Jak stwierdził wicestarosta Witold Oleszczyk, nie ma jednoznacznej odpowiedzi na pytanie, dlaczego doszło do takiego nawarstwienia długów szpitala – obecnie musimy się skupić na wnikliwej diagnozie (trwa audyt prowadzony przez zewnętrzną firmę) i środkach zaradczych; powiat poręczy kredyt w wys. 1 mln zł na zabezpieczenie płynności finansowej szpitala. Dyrektor SPZOZ Dariusz Kapciak kładł nacisk na problemy z rozliczaniem tzw. nadwykonań, wysokie koszty dodatkowego obowiązkowego ubezpieczenia, konieczność zwrotu unijnych pieniędzy za „postój” karetek w czasie, gdy usługi ratownicze świadczyła firma FALCK, wspomniał o rozmowach ze związkami zawodowymi na temat restrukturyzacji zatrudnienia. Tomasz Pohl, kierownik sieradzkiej delegatury łódzkiego oddziału NFZ, wskazywał na nieprawidłowości w systemie lecznictwa polegające na „przerzucaniu” pacjentów z podstawowej opieki zdrowotnej do szpitali, które wskutek tego borykają z rozliczaniem nadwykonań. Radna miejska Hanna Iwaniuk wyraziła przekonanie, że wszystkie samorządy z terenu powiatu udzielą pomocy szpitalowi. „Zdrowie i życie ludzkie są bezcenne – powiedział wiceprezydent Krzysztof Jędrzejewski – musimy rozmawiać, jak rozwiązać problem”.

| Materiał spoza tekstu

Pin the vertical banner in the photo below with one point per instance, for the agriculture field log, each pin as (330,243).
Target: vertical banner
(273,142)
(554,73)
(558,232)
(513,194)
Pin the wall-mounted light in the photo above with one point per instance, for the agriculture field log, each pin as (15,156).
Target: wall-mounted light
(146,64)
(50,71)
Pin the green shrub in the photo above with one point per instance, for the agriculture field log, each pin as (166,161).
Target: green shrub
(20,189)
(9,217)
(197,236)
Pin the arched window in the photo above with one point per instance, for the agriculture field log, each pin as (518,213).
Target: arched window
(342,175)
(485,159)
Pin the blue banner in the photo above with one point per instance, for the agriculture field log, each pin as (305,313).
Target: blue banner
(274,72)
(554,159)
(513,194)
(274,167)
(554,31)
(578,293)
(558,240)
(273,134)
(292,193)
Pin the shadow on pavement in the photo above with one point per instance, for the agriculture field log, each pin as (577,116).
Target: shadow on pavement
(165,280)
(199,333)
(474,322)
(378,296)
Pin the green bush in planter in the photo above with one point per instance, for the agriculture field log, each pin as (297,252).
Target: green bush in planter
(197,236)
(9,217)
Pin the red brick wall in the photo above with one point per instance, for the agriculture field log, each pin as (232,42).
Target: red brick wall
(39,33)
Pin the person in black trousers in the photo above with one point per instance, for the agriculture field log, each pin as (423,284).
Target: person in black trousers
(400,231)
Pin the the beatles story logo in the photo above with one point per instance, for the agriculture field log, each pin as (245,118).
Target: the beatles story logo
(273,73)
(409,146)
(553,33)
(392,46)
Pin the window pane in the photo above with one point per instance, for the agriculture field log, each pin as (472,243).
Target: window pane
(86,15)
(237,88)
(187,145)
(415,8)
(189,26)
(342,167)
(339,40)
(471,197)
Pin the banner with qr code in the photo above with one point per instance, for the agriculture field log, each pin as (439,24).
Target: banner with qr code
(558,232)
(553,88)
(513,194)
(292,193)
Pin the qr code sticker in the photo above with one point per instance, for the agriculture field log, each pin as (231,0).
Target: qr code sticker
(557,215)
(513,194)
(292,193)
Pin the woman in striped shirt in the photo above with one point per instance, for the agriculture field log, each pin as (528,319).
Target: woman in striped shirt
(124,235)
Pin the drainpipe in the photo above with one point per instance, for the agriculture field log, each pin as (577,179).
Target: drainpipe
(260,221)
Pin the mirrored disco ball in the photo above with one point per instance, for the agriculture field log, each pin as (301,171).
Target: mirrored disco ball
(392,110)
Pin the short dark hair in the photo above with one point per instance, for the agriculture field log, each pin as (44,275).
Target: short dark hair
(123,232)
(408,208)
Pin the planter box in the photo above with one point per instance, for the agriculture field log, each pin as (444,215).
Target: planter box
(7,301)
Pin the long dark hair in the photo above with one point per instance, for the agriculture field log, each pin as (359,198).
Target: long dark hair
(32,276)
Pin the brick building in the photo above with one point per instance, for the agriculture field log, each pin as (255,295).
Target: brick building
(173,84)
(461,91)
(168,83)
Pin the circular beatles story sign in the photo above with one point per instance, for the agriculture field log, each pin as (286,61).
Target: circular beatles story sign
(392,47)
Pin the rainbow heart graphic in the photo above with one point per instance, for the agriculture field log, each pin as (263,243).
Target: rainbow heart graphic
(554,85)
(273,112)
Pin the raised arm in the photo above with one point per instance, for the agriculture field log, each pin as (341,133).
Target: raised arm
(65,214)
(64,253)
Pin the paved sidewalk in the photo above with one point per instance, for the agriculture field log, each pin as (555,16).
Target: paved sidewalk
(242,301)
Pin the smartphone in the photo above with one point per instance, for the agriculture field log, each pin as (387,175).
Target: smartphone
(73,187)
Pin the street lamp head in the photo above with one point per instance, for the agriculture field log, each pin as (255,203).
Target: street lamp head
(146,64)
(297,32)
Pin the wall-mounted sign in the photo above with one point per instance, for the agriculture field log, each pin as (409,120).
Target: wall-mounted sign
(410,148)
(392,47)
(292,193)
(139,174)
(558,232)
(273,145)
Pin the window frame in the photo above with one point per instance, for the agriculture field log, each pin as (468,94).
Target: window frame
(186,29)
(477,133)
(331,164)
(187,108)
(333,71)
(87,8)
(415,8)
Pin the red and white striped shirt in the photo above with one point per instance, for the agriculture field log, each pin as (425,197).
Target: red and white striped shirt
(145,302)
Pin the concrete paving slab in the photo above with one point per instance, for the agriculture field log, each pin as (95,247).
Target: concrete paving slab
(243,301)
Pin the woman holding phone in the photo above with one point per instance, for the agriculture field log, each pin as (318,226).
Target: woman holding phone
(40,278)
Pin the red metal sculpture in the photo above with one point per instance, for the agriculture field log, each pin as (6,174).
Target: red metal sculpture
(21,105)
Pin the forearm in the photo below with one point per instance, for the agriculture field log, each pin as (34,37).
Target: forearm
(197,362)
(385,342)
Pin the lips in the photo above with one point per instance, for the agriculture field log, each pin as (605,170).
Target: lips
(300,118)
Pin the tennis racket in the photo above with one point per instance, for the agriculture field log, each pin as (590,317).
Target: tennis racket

Do końca kwietnia poznamy rezultaty programu naprawczego prowadzonego przez administrację szpitala, a także wyniki audytu – w połowie maja odbędzie się kolejne spotkanie, na którym będzie można omówić strategię dalszych działań zmierzających do uzdrowienia sytuacji SPZOZ.